Pennsylvania AG Kane wants more money to battle Mexican drug gangs
HARRISBURG — Mexican drug cartels are a growing threat to Pennsylvania neighborhoods, Attorney General Kathleen Kane said on Wednesday in asking lawmakers for a budget increase largely to combat the drug rings.
“They are taking over our neighborhoods,” said Kane, who provided no examples of specific cases. “They are more violent than the Colombian cartels.”
Kane told members of the Senate Appropriations Committee that she was “not an alarmist” but was “extremely alarmed” at the expansion of Mexican drug cartels in Southeastern Pennsylvania and across the state.
“It keeps me up at night,” Kane said.
Her calls for more money overshadowed questions about her decision last week to reject a contract Republican Gov. Tom Corbett pursued to put the state lottery under private management.

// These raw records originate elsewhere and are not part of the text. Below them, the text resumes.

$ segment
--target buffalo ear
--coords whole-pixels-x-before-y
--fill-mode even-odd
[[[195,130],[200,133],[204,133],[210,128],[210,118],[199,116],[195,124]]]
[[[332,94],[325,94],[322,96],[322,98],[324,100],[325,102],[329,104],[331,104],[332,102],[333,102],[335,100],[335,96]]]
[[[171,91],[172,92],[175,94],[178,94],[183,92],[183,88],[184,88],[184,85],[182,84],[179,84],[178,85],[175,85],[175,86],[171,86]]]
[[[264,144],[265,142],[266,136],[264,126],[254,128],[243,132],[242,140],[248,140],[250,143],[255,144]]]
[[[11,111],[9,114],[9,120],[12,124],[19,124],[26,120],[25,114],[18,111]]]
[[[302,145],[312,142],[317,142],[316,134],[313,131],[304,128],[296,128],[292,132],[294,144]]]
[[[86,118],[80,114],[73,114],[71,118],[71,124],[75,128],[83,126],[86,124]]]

Kane, a Democrat, is seeking a $12.75 million increase in her $78 million agency budget. She said the office has 47 staff vacancies.
The governor's proposed state budget would provide flat funding for the office Corbett once led.
Kane had a map she said showed reported Mexican gang involvement in drug dealing, mostly along the Interstate 95 corridor. The gangs typically peddle methamphetamine, she said.
Later, her office provided news releases the Attorney General's Office issued in 2011 and 2012 alleging a marijuana ring in Snyder and Northumberland counties and a meth ring in Bucks County with origins in Mexico and Texas.
Kane's office also provided another news release about a Pittsburgh case prosecuted when Corbett was attorney general that dismantled an operation responsible for distributing $15 million worth of crack cocaine and heroin. In December 2009 and January 2010, authorities arrested suspects who relied on an Atlanta supplier with ties to a Mexican cocaine source.
Fox Chapel police Chief David Laux, who is president of the Allegheny County Chiefs of Police Association, said that so far he has had no contact with Mexican cartels, and he knows of no other departments in the area that have dealt with them.
“I checked with our narcotics guys, and we've had nothing that ties to Mexican drug cartels,” said Detective Brian Kohlhepp, spokesman for the Ross Police Department.
Corbett's flat budget proposal effectively means a $6 million cut because of rising costs, Kane told the committee. She said she needs that and $6.75 million to beef up prosecution of child predators and mobile crime units, said her First Deputy Adrian King.
The office had a 7.8 percent increase in salaries and benefits last year, driven by a new union contract, King said.
Committee Chairman Jake Corman, R-Centre County, said he believes many members would support boosting Kane's budget for battling cartels and Internet predators.
“It all depends on our revenue numbers,” Corman said.
Kane said the office brings in $454 million in seized assets annually.
Kane faced questions about her decision to reject the lottery contract but no real criticism.
“I think your decision is correct,” said Sen. Tommy Tomlinson, R-Bucks County, who helped write the state's 2004 casino law.
Adding games such as keno played on monitors, as Camelot Global Services PA proposed in its contract, would constitute an expansion of gambling that requires legislative approval, Tomlinson said.
The Corbett administration returned a $50 million security deposit to Camelot, the British-based firm that had been hired to manage the $3.5 billion Pennsylvania Lottery.
Camelot's bid to produce $34 billion in profits over 20 years expires on Friday.
State budget spokesman Jay Pagni said returning the deposit does not signal that the deal won't proceed.
Corbett is deciding whether to appeal Kane's decision in Commonwealth Court, Pagni said.
Democratic lawmakers and the union that represents lottery employees also are challenging the contract's legality in court. Camelot would have replaced many state employees who run the lottery.